Dans un communiqué rendu public ce 16 mars 2026, la structure citoyenne invite toutes les couches de la population à participer massivement à cette action qu’elle qualifie de défense des intérêts sociaux de la province.
« Toutes les couches de la population de Kindu sont appelées à se mobiliser pour dire non à cette mesure décriée », indique le document signé par le président provincial de la SOCIMA, Maître Stéphane Kamundala.
Selon cette organisation, la décision de gel des comptes concerne notamment les centres hospitaliers de Lumbulumbu, Basoko et Alunguli ainsi qu’un complexe scolaire comprenant les sections maternelle, primaire et secondaire. La société civile craint des répercussions sur l’accès aux soins et sur le bon déroulement des activités scolaires et académiques.
Dans le même communiqué, les organisateurs estiment que cette situation pourrait entraîner des conséquences graves pour la population. « Nous demandons au président de la République, son Excellence Félix‑Antoine Tshisekedi Tshilombo, de sauver de justesse cette situation qui risque d’être la cause du chômage de nos enfants et des morts de nos frères et sœurs », peut-on lire.

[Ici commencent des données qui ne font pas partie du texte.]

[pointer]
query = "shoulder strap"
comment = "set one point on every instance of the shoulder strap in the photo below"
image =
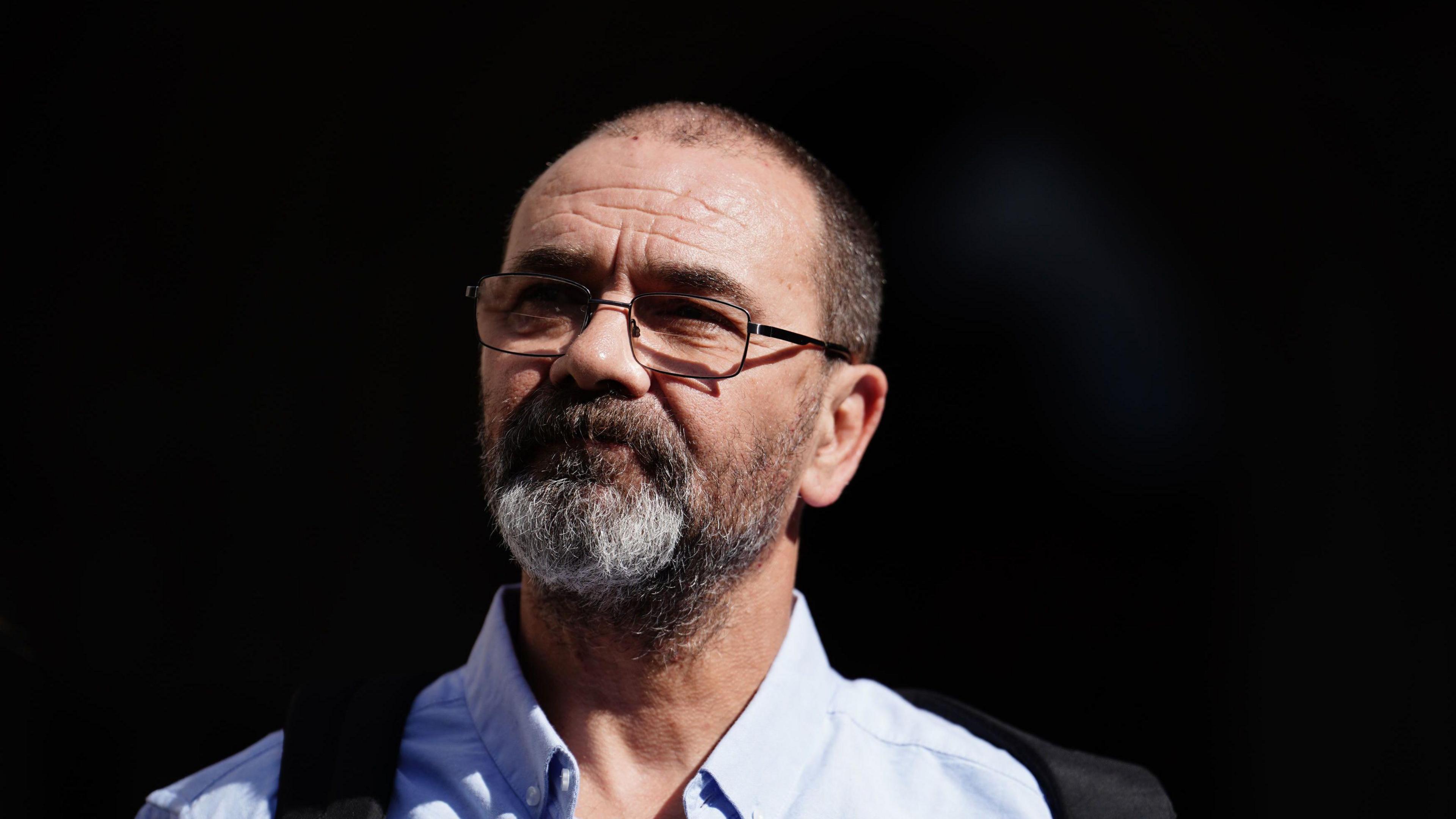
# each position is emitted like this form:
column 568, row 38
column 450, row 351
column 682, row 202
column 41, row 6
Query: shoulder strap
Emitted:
column 341, row 747
column 1076, row 784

La marche, autorisée par l’article 26 de la Constitution de la République démocratique du Congo relatif à la liberté de manifestation pacifique, débutera à 9 heures. L’itinéraire prévu partira du bureau de l’Assemblée provinciale du Maniema, dans la commune de Mikelenge, pour chuter à la Tribune centrale, avant de se diriger vers le Palais de justice-Gouvernorat, où un mémorandum sera lu et déposé auprès de l’autorité provinciale.
Pour la société civile, les infrastructures concernées constituent « un patrimoine riche et commun non seulement des habitants du Maniema, mais aussi de toute la République démocratique du Congo ». Elle appelle ainsi la population à « se mobiliser pour les sauver ».